You will encounter fewer movers in the world than you think you will, especially as a young designer. I came from a very similar style of program. There were two lighting classes, and I had taken both by the end of my sophmore year. My schools high end technology consisted of two I-cues and two forerunner scrollers. My professor had never worked with any kind of dmx toys and so I ended up teaching myself dmx addressing and how all of that stuff worked. 

I had a couple of great opportunities designing community theater shows that happened in my colleges theater each summer. The community theater group gave me a budget to work with and I was able to rent a couple of lower end movers. I taught myself how to use them and how to make them work for a show. It also introduced me to the world of dealing with a rental shop which are skills I still use frequently. 

For one of my shows at school, I was able to convince a VariLite rep to lend my school 6 movers and they paid for shipping both ways.

The greatest advantage that I got from going to a small program is that it forced me to figure out what I wanted and made me go out and get it for myself. And I did most of that without the support of the lighting professor (who is very old school and once I graduated had to cut the scrollers from the musical because he couldnt make them work).

I dont know if this is helpful, or applicable, but I just wanted to defend small programs because mine gave me so many opportunities. I am happy to talk with you further about my experiences and things that are out there to take advantage of.


----------



## MrsFooter (Feb 4, 2012)

Just out of curiosity, if you're more concerned with learning about movers than learning design why don't you just go to Full Sail? 

And for that matter, if you already know everything that your college has to teach you after one semester, why bother with college at all? Save yourself the student loans, take that money and go start working.


----------



## genericcomment (Feb 4, 2012)

I read everyone's reply on this thread and they're all nailing it on the head. I'm a graduating senior now but, when I first started I wanted to learn about all the toys. Which is why I found a school that had built a new theatre and arts complex. We have 9 Martin moving heads, color scrollers, moving mirrors, gobo rotators. Basically a toy chest. Now you might be thinking hey not fair, well let me say this. It's not about the technology it's about the art. My motivation to do lighting was great enough that they allowed me to design by the end of my sophomore year. If you show your amazing teachers you have a passion for this, I bet they will give you a chance sooner than your junior year. Back to the intelligent fixtures, honestly, I may have all these nice things but guess what, the lighting teacher I had doesn't know how to use them properly. I stepped up and read and asked questions to others in the industry about DMX and maintenance for our fixtures. I found out that I needed to read the instructions, so that I could use the equipment. Do summer stock, network, meet people, look for local crews to join for load-in and load-outs. If you still want to learn about about the fancier tech, read SD and PLSN and manufacturer's docs. Hope this helped.


----------



## museav (Feb 4, 2012)

gregeye said:


> There are no intelligent lights, no big opportunities until Junior year, and I feel like what their teaching I already know.

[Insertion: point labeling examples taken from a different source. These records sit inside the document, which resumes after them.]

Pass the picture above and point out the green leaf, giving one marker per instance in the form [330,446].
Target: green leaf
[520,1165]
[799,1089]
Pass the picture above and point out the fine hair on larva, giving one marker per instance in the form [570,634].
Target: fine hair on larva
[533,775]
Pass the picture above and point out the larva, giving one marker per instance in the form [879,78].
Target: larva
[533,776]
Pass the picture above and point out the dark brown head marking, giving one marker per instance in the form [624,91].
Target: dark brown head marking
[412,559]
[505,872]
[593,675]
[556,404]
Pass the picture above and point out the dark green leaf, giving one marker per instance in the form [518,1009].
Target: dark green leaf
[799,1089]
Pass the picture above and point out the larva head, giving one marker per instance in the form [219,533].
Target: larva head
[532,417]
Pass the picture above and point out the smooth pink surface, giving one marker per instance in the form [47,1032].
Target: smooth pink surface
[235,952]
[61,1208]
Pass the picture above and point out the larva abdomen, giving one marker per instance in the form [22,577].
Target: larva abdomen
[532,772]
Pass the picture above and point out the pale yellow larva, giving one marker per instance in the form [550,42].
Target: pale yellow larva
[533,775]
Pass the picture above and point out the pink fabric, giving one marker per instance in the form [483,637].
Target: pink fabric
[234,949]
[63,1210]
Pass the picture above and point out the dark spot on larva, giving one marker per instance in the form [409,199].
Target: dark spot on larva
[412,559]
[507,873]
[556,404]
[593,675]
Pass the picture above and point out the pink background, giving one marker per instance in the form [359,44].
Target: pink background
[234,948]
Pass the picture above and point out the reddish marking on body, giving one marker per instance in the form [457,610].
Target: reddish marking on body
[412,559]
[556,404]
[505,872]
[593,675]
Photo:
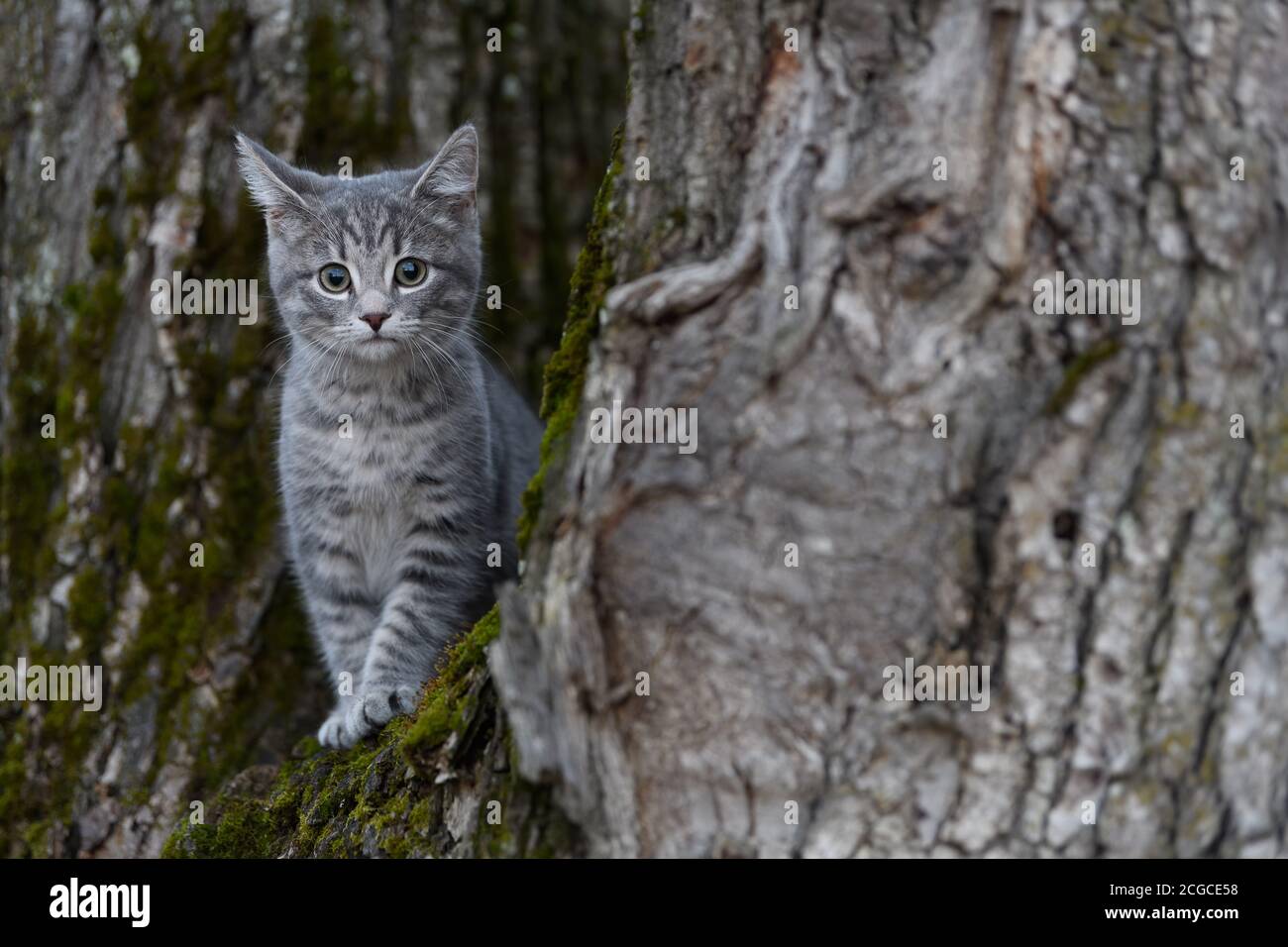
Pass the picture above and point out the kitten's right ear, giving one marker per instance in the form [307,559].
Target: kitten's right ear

Just for some relative comparison, medical school students aren't operating on patients their Freshman year nor are Freshman law students writing contracts or working in trial court. Where I went to college Freshman Engineering is its own program and you weren't even majoring in a specific engineering discipline until after first going through that program.

I can't even begin to recall how many times later in my education or out in the professional world I've ended up thinking "that's why I had to learn that" in regards to something I initially thought was too basic or irrelevant and being glad then that I did learn it. I still recall really struggling with one aspect in a Calculus class only to a year later have it all make sense when without even thinking about it I found myself using that Calculus in an EE class. And that is what the first couple of years greatly are, laying the foundation for what comes later. Skip that aspect and you will be building on a weaker foundation, one that may fail when you most need it to support you.


----------



## shiben (Feb 4, 2012)

gregeye said:


> I know that movers don't teach me design, but considering the industry now, they sure do help you in your future and I'd really like to learn more about them. The major here itself leans more towards scene design rather than lighting design so that is one of the reasons I'm considering transferring. The school does have a summer stock but I am not really into the idea of working at school during the summer. Plus, there would be nothing new in terms of equipment and in general except for bringing in outside actors. Most of my knowledge in this business I have collected from outside jobs such as internships, summerstock, and professional jobs, but paying this much money a year, I'd figure they would have more options in lighting. I do agree, learning the basics of technical theatre is a must and the first year here is exactly what it is. As far as future classes here, they don't offer much more for lighting so that is also a reason I'm thinking. Thanks


 
Perhaps you should look for a conservatory program. I doubt they will let you use MLs and whatnot until your more advanced in their program, and you might be looking at 4 more years of school still, but it might fit your interests better. I can see where you might want to do "more", and it is possible that your school really isnt right for you in terms of what you want to learn. However, I would be SUPER hesitant to make a decision based on "they dont have movers and only have 2 classes". I would make the decision based on: What do I want to have when I enter the professional world: a balanced liberal arts degree or a more specialized fine arts degree? What do I want to end up doing? Will going to this school limit me in the future by not teaching me what I need to learn, or will it provide me with a broader foundation in art that I can build on in a solid MFA program later? Honestly, I think if your worried about the number of classes and whatnot, there might be more underlying issues with the school that perhaps you dont truly see... I know when I finally left my old school, I had realized that I really was more unhappy with the school itself, even though I tended to throw the blame on the technical prowess of the school. Once I realized that, it was pretty clear that going to a school that was not design focused had provided me a lot of opportunities, probably more than I would/will get in a future school, but that the school itself, the people there, and the core values of the school were not what I was looking to be involved with. For me, the small religious liberal arts school was not a good choice. Perhaps for you its a similar situation, your misgivings about the program are a reflection of discontent with the school in general? I know personally after having visited a bunch of schools and different program styles, and talking to a lot of people, that a school with a more focused BFA program is going to be a better choice for me, based on how I learn and work. I would at least consider that when you're making a decision like this. But Moving Lights? Everyone here says you can learn that at a place other than school, but you MUST have a nuanced understanding of art before you can properly use them. Food for though. I might be totally wrong.


----------



## Pie4Weebl (Feb 4, 2012)

MrsFooter said:


> Just out of curiosity, if you're more concerned with learning about movers than learning design why don't you just go to Full Sail?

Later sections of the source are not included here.